4.3.9 The Committee discussed the uncertainty surrounding the generalisability of the evidence from the RCT to everyday clinical practice. It was aware that the patients enrolled into the pivotal trial (TAX327) generally were younger and had a higher performance status than those who typically present for treatment in the UK. The Committee heard from the clinical experts that performance status, as defined by the Karnofsky score, was an important predictor of the likelihood of benefit from treatment for individual patients, irrespective of age. The Committee therefore decided that the recommendation on the use of docetaxel for patients with hormone-refractory metastatic prostate cancer should be limited to patients who have a Karnofsky score of 60% or more, an entry requirement of the TAX327 RCT. The experts agreed that such an approach would be appropriate. Additionally the Committee considered the potential for the Karnofsky performance-status score to be interpreted in such a way as to potentially discriminate against men who were disabled in a manner unrelated to their likelihood of benefit or harm from docetaxel treatment for prostate cancer. The Committee concluded that for disabled men the restriction in the guidance to a minimum Karnofsky performance-status score should be interpreted on an individual basis at the discretion of the clinician.
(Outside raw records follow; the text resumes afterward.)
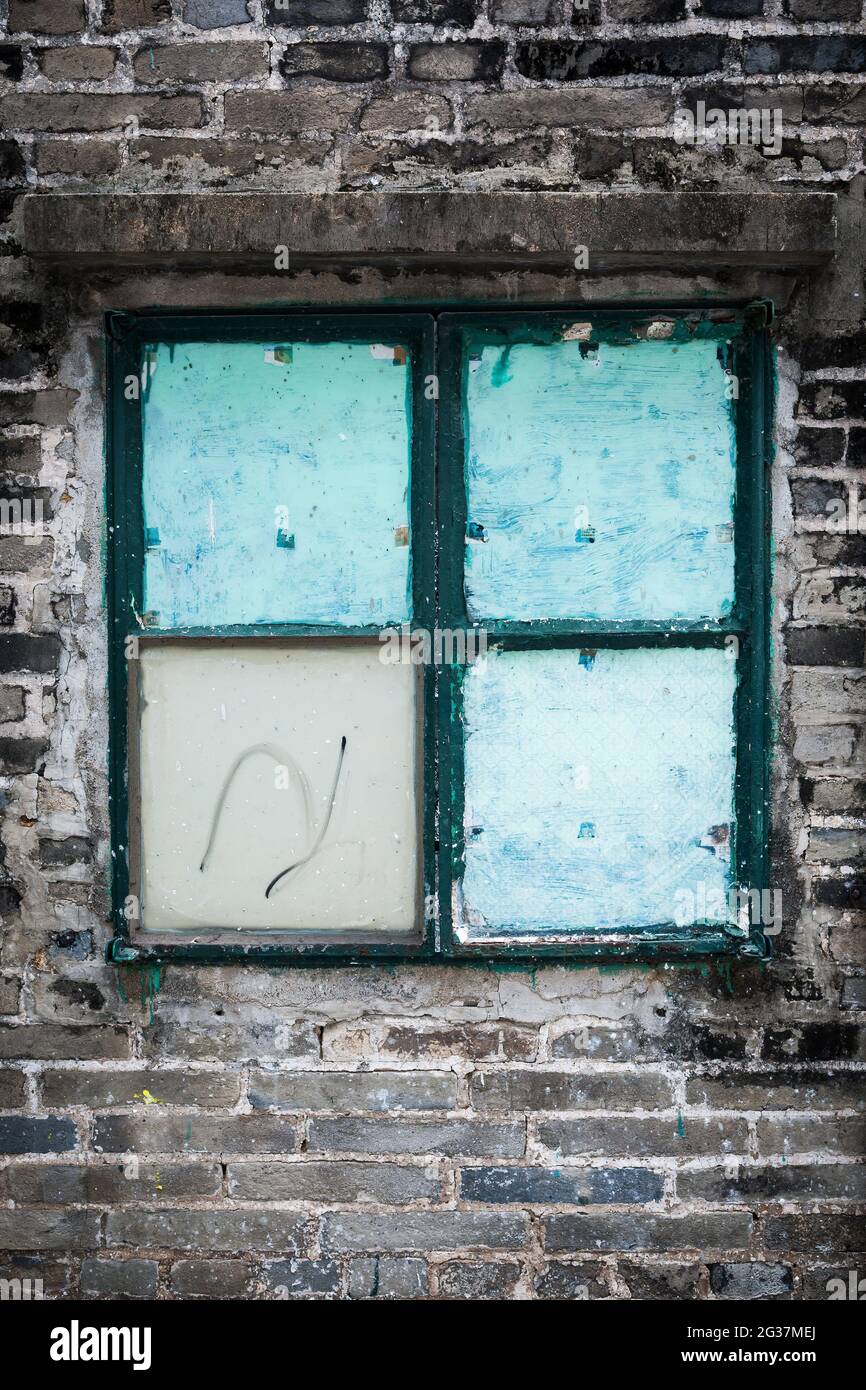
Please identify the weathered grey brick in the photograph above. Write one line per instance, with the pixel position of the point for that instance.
(25, 1229)
(332, 1182)
(576, 1186)
(79, 63)
(751, 1280)
(353, 1090)
(569, 1091)
(46, 15)
(36, 1134)
(210, 1279)
(192, 1133)
(478, 1279)
(788, 1090)
(63, 1043)
(295, 1278)
(452, 1137)
(120, 1278)
(616, 1230)
(107, 111)
(186, 1229)
(216, 14)
(384, 1278)
(431, 1230)
(784, 1182)
(287, 113)
(11, 1090)
(78, 1183)
(642, 1137)
(209, 1089)
(200, 63)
4.3.10 The Committee also discussed the lack of evidence and the uncertainty surrounding the generalisability of the results of the TAX327 RCT with regard to duration of treatment. The Committee heard testimony from the experts that in clinical practice the duration of treatment is determined by the balance of clinical benefit against the occurrence of adverse events, and in practice it is rare for patients to receive more than six cycles of 3-weekly docetaxel therapy. The Committee therefore concluded, in agreement with the experts and in accordance with the stopping rules of the TAX327 RCT, that treatment should be stopped either in the presence of progression of disease (as evidenced by clinical or laboratory criteria, or by imaging studies) or the presence of severe adverse events, and that patients should not receive more than a maximum of 10 cycles of treatment. Further, the Committee discussed repeat cycles in the event of disease recurrence after completion of the planned course of docetaxel treatment. It considered that there was no evidence to support a recommendation for further cycles of docetaxel therapy if the disease recurs (as evidenced by clinical or laboratory criteria, or by imaging studies) after completion of the planned course of chemotherapy.
4.3.11 The Committee heard testimony from clinical experts that the diagnosis of hormone-refractory metastatic prostate cancer may vary in clinical practice in terms of the number and type of hormonal treatments the patient has previously received. The Committee was therefore satisfied that it was not appropriate to limit the recommendation to patients who had received a particular number of hormonal manipulations.
4.3.12 In summary, the Committee considered that the use of docetaxel in hormone-refractory metastatic prostate cancer was both clinically and cost effective on the basis of the above considerations and where the treatment protocol was that which was shown to be clinically effective in the pivotal RCT (TAX327), namely the 3-weekly docetaxel regimen administered for a maximum of 10 cycles only.